Tuesday 24 October 2017



THE PARISH of Bree and the wider Diocese of Ferns community was in mourning last week following the sudden death on Wednesday of the long-serving Fr. Aidan Kavanagh PP.

Just a week after welcoming President McAleese to his parish for the opening of the new preschool there, Father Kavanagh passed away early that morning. The man who for many years was the oil which lubricated all that was good in Bree was called to his Maker.

The man known as 'The High Priest' because of his impressively tall physique – he stood six feet four inches tall – was nevertheless a gentle giant, and a reasurring presence always for his parishioners. At Saturday's funeral Mass, Bishop Denis Brennan described his departed 78 year old colleague as 'a man with no guile, a man of obvious sincerity and goodwill'. That is how he will be remembered.

Aidan Kavanagh was born at Kiltilly in rural Kilrush in the north of Co. Wexford in 1933. He was ordained 24 years later and assigned to Terrerath at the other end of the diocese of Ferns, where he served until 1971. Stints at Coolfancy (19711975), Carnew (1975-1977) and Wexford (Bride Street 1977-1979 and Rowe Street 1979-1981) followed.
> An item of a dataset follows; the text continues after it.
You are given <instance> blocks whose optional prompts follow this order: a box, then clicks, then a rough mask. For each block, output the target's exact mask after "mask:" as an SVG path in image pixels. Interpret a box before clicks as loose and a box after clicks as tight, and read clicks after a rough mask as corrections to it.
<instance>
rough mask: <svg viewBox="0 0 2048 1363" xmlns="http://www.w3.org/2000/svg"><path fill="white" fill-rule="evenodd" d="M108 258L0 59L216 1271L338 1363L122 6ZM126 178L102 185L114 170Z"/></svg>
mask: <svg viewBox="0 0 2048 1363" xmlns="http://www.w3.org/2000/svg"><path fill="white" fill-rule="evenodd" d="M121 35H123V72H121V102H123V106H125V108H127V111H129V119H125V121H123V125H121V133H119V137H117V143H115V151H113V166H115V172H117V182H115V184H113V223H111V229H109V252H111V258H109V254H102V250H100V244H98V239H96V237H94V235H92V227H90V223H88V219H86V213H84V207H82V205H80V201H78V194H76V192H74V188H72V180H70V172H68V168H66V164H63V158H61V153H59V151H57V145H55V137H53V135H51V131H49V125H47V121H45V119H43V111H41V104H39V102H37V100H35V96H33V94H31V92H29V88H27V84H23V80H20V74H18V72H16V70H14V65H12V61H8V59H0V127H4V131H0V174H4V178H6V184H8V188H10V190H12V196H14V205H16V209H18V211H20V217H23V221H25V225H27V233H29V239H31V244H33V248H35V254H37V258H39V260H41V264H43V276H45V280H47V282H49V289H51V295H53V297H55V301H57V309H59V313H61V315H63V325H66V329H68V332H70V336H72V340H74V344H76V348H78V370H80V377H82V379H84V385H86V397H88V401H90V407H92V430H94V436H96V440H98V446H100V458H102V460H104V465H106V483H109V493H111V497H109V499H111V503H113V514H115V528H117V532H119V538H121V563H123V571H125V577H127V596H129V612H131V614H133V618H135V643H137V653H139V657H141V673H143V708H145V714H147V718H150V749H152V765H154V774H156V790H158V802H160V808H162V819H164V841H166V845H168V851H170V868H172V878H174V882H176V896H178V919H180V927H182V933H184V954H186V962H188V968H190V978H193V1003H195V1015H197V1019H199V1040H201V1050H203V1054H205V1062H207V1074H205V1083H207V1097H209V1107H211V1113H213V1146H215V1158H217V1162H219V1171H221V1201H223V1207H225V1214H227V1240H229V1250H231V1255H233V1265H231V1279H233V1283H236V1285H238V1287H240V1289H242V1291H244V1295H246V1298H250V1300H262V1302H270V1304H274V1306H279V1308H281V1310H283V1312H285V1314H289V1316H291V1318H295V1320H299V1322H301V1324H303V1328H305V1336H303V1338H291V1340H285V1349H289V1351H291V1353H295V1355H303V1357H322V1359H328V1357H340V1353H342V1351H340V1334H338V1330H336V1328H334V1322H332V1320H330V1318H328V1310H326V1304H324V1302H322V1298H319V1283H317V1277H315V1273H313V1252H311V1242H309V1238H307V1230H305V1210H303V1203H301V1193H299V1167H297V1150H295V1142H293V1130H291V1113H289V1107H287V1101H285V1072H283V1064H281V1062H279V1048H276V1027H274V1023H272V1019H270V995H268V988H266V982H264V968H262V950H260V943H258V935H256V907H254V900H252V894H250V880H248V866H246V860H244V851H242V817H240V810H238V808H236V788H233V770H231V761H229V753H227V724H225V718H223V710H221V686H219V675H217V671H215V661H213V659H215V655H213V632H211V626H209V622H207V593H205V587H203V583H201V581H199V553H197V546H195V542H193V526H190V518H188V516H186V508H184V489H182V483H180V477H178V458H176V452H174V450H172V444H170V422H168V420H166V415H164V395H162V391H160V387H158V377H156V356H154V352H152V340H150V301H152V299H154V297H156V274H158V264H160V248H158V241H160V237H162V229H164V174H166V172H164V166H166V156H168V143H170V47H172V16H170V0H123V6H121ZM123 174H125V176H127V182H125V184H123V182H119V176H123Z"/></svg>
He is still remembered by many who were schoolboys during the late Seventies in Wexford town as the genial dispenser of religious education in his role as chaplain of the Christian Brothers School.

It was in 1981 that he arrived in Bree where he was fated to spend the next 30 years. He continued his priestly ministry there far beyond the regulation retirement age, not only attending to the obvious clerical duties but also to others such as cutting the grass and other general maintenance tasks. He supported every progressive organisation in the parish during the three decades he spent in the rural parish. He was president of the Ballyhogue GAA Club and the athletics club and the Pioneer Council, to name but three.

However, away from his parochial duties, he was most closely associated with Bree Hall, more recently re-styled Bree Community Centre. It is no coincidence that one of the most sophisticated community centres in the country took shape with his involvement.

Not only did he welcome and encourage the commitment of others to the cause but he also rolled up his own sleeves and took a first-hand interest in anything that was going on in the complex. On his watch, the place was refined, improved and extended. The Brí Beag preschool admired by President McAleese was part of the community centre development.

It was in Bree that Fr Aidan celebrated the golden jubilee of his ordination in the year 2007. However, even as he stood tall over the occasion, he selflessly insisted that the celebration should be an occasion to praise God and give thanks for the benefits of the priesthood, not to heap praise on his shoulders.

The departed parish priest's diligence as a priest was second to none, described in these terms by Bishop Denis Brennan in his homily at Saturday's funeral: 'Fr Aidan brought a warmth and a wisdom forged on his own spiritual journey, a caring presence garnered from his own experience of life and priesthood over the years.'

He is survived by his sisters Mai and Peg, by his brother Pat, many nephews and nieces, inlaws, parishioners, clergy and friends. May he rest in peace.